Unfortunately, this rush for quick cost efficiencies led to poorly executed bot deployments that damaged the customer experience. The feedback from your customers may have also aroused skepticism about the capability of artificial intelligence to give them greater control over their journey. So where did these "early adopters" go wrong when implementing their customer self-service strategy?

They didn't understand their customers. They failed to do the pre-work to understand the context of why customers were reaching out to them. Consequently, they didn't address relevant self-service opportunities.

Their approach was not well thought out. They tried to steer users through a path of multiple choice questions that resulted in dead ends when they failed to identify what the customer was trying to do.

They had no backup plan. When those customers did reach the dead end, there wasn't an effective way to try and get the conversation back on track. Customers were left with their "Job to be done" undone.

Many businesses that first tested the bot waters quickly packed in their experiment. But the damage was done, and on a broader scale than just these brands' images. These were the brands that experimented with the technology.  But it was the far greater number of end users trying to use those bots that stifled the innovative spirit. They had had a bad experience with that technology and feared what might happen if they tried it at their own company.
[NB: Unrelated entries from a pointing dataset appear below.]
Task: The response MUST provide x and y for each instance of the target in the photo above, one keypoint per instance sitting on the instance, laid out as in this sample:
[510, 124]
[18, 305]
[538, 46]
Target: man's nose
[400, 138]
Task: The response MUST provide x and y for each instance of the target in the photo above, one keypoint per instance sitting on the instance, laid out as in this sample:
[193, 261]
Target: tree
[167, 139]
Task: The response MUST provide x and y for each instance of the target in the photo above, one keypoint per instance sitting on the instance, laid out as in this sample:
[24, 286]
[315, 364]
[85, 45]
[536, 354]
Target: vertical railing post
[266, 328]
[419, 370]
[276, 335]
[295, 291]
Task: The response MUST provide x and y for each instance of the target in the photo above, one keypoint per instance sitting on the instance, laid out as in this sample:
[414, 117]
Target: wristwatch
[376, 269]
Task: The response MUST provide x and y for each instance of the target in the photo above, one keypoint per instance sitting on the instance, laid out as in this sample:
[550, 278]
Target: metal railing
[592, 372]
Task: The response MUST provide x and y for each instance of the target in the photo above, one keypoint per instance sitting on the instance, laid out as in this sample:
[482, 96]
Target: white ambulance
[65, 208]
Your venture into bot-assisted customer self-service doesn't have to end that way. Rather than abandon your bot implementation because you had a bad experience with someone else's, try instead to recognize what dissatisfied you and actively correct that as part of your own rollout. Here are three tips of how to build a powerful customer self-service strategy:

Dig into the data.  Before you build, you need a blueprint, and that blueprint needs to be drawn from your Voice of the Customer (VoC) data -- not from surveys, but from analysis of unsolicited, unstructured text gathered from customer interactions. After that, document the steps a human would take to fulfill those customer needs and "train" the bot to complete those steps.

Put all the capabilities to work. While you'll naturally want to start with a focus on the basics, you should simultaneously build the vision for a more complete bot rollout. It's often said you should design your bot to handle the "simple" tasks while having human agents handle the more complex ones, but that mentality diminishes the true capability bots can offer.

You shortchange your customers when you fail to apply the natural language processing, machine learning, and artificial intelligence that add real value to the customer experience.  When you create a compelling, effortless bot experience for your customers, they will actually prefer to serve themselves.

Build an efficient escalation path. No bot will ever be 100% effective, so you will always need a clear, rules-driven plan to escalate the transaction to the best place for a rapid resolution. That may be having the bot ask a different question, but more likely, it will be a referral to a human being. Regardless, your plan should ensure the customer never arrives at a dead end nor finds themselves in an endless loop.  

When self-service is done right, everybody wins. Customers get their "Job to be done" done effortlessly, and they maintain a favorable view of your brand. You benefit from the cost savings that come with automation.  

But you have to do it right. If your primary goal is to cut costs, you will likely fail. You will find yourself pushing clients to work for you instead of for themselves and not only damage your brand, but likely increase your service costs as well. Instead, pull those customers to self-service channels and empower them to drive the journey on their terms. Find ways to save money with the help of an effective customer self-service strategy and improve your overall customer experience.